Chocolate Olive Oil Cake
My friend and colleague, Stephanie, is one of my favorite people to talk food with. We cover our latest kitchen conquests, swap recipes, discuss celebrity chefs and TV shows, share articles and more. On her birthday, we got chatting about favorite cakes. We both prefer pastries, cookies and other desserts over cake, so when we find a great cake recipe, it’s something particularly exciting.
Stephanie brought in her Torta di Cioccolato di Olio di Oliva, Chocolate Olive Oil Cake, and I was sold from the first bite. She was kind enough to let me borrow her copy of “Ciao Italia in Umbria: Recipes and Reflections from the Heart of Italy,” by Mary Ann Esposito, to get the recipe. (By the way, it’s a lovely book with inspiring recipes and interesting, relevant vignettes throughout.) I was pleasantly surprised to see how simple and straightforward this cake is from start to finish. How delightful — it’s so tasty and easy to make. Even if you are a cake novice, you can do this. Here it is:
Chocolate Olive Oil Cake
Torta di Cioccolato di Olio di Oliva
For the cake
3 c. white, unbleached, all-purpose flour (I use Bob’s Red Mill and it is perfect for baking)
2 c. sugar
6 tbsp. unsweetened cocoa powder (I used Droste, available at Premier Gourmet; also would recommend Ghirardelli or Perugina, if you can find it)
2 tsp. baking soda
1/2 tsp. salt
3/4 c. Colavita™ Extra Virgin Olive Oil
2 tbsp. white vinegar
1 tbsp. vanilla extract
2 c. cold water
2 8-oz. packages cream cheese, at room temperature (recipe calls for Philadelphia Lite; I used one regular and one light)
3 1/2 to 4 c. confectioner’s sugar
1/4 tsp. cinnamon oil (also available at Premier Gourmet) or 1 tbsp. almond extract
- Butter and flour two 9-inch cake pans and set aside.

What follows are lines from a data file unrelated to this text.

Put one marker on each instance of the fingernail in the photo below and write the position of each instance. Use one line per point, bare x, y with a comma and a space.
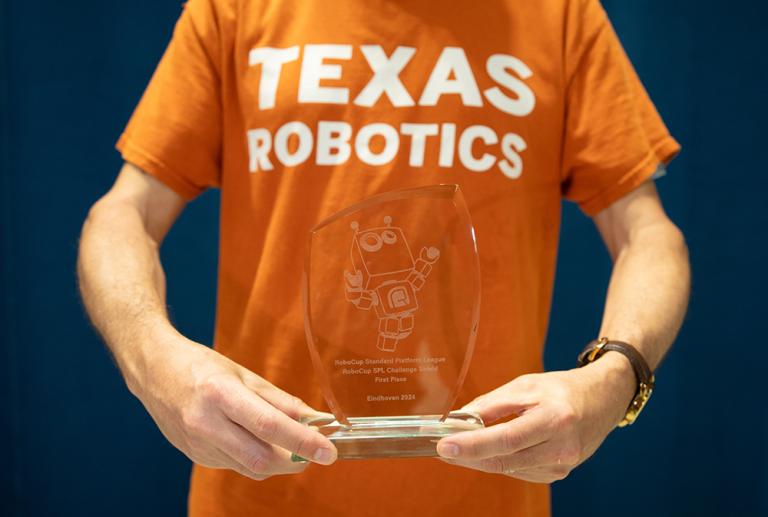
323, 455
448, 450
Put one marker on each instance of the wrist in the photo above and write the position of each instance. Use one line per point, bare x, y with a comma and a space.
616, 380
140, 353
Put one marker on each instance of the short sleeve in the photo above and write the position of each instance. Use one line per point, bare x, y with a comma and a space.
614, 138
175, 131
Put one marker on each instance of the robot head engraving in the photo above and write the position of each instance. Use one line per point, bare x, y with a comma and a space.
385, 277
381, 251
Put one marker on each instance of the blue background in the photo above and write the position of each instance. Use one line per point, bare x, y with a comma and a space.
74, 441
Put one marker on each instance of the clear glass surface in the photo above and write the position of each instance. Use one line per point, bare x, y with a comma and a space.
392, 298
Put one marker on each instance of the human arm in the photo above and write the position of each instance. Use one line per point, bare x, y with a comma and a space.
562, 417
216, 412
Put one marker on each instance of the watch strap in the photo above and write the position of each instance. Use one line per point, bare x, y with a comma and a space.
645, 378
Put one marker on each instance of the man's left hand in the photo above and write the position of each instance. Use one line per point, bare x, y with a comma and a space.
559, 419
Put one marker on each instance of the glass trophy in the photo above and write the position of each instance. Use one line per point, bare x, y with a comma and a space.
391, 301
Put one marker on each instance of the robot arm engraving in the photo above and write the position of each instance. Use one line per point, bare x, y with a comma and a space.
423, 266
362, 298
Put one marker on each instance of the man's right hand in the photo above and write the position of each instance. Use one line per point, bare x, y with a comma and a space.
218, 413
222, 415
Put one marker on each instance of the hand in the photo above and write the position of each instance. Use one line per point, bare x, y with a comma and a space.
560, 419
222, 415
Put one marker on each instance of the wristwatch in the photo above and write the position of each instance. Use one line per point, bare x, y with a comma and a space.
645, 378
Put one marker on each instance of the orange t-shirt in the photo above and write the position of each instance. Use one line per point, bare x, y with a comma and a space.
297, 109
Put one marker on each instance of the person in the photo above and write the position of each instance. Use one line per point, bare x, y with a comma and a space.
297, 109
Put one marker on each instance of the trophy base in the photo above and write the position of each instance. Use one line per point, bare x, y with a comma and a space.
392, 436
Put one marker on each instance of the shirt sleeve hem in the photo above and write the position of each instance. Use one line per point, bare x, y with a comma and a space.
132, 153
663, 152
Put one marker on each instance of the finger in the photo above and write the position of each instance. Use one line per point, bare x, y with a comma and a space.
271, 425
501, 439
289, 404
254, 455
510, 399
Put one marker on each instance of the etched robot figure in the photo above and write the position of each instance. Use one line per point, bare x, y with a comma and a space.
387, 278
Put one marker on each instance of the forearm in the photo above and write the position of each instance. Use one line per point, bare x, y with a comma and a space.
122, 284
648, 292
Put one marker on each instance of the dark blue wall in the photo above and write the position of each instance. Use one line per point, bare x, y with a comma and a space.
74, 442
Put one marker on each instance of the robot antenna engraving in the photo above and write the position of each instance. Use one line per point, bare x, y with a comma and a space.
386, 277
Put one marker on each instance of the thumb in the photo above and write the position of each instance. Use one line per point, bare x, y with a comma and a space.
504, 401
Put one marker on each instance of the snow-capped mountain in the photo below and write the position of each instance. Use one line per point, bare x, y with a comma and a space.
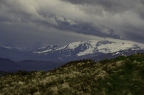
73, 51
84, 49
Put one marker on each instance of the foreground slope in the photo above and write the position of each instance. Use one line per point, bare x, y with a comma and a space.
119, 76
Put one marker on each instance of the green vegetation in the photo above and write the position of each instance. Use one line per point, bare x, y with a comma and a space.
119, 76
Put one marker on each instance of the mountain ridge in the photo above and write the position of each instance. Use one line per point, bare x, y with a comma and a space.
71, 51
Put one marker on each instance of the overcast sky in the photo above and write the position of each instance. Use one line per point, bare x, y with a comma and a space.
27, 22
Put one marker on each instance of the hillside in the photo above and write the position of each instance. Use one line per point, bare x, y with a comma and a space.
119, 76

- Preheat the oven to 350ºF.
- Mix the flour, sugar, cocoa, baking soda and salt together in a large bowl. With a hand mixer on low speed beat in the oil, vinegar, vanilla and water until smooth. Pour the mixture into the prepared pans.
- Bake for 30 mins., or until a cake skewer inserted in the center of the cake comes out clean. Do not overbake the cake. It should be firm to the touch, and a cake skewer inserted in the middle of the cake should come out clean.
- Put the cake pans on cooling racks and cool for 15 to 20 minutes before removing the cakes from the pans to cool completely. Frost when cool with frosting below.
- Beat the cream cheese in a bowl until smooth; gradually add in enough of the sugar to make a smooth frosting that is not runny. Stir in the cinnamon oil or the almond extract.
- (Ensure cake is completely cooled!) Frost the cake layers.
- Cut the cake into wedges to serve.
Okay, so what’s so special about this cake? I’ll give you my top three reasons and guess they would be your answers too. Super moist. Decadent, rich chocolate taste. Impossibly smooth cream cheese frosting, bursting with a kick.
If you like the flavor of cinnamon, as in cinnamon candy and Vietnamese cinnamon, not just the regular brown ground stuff — this version is a must. It creates a very different flavor, unlike anything I’ve ever tasted, but provides a senses awakening, satisfying complement to the chocolate. Even if you’re unsure, I highly recommend giving it a try, as you should try anything at least once.
But be careful with that cinnamon oil because a little goes a very long way. When I told my family how little was used to make the frosting for the entire cake, they could not believe it. Oil and extract are two quite different things when it comes to potency. I also love almond flavor of any sort, so I plan to try the cake with that frosting as well.
However you end up making this cake, just make it and enjoy it. Bring it to a party and people will offer audible confirmation that they’re enjoying every bite. Everyone will ask, “What is that?” as they contemplate the secret ingredient for a second before it comes to them — cinnamon! Serve it as a birthday cake, as I did, and your guests will love that it might look like vanilla frosted chocolate cake, but it’s so much more. Also, it’s nut-free if you do the cinnamon version, so no allergy concerns.
Bonus: it tastes even better the second, third and fourth day in the refrigerator, so you can make it ahead and truly enjoy leftovers. Just be sure to bring the cake up to room temperature before serving.
This is without a doubt my new favorite chocolate cake. It’s a lick-the-batter-bowl-and-plate recipe. You’ve been warned.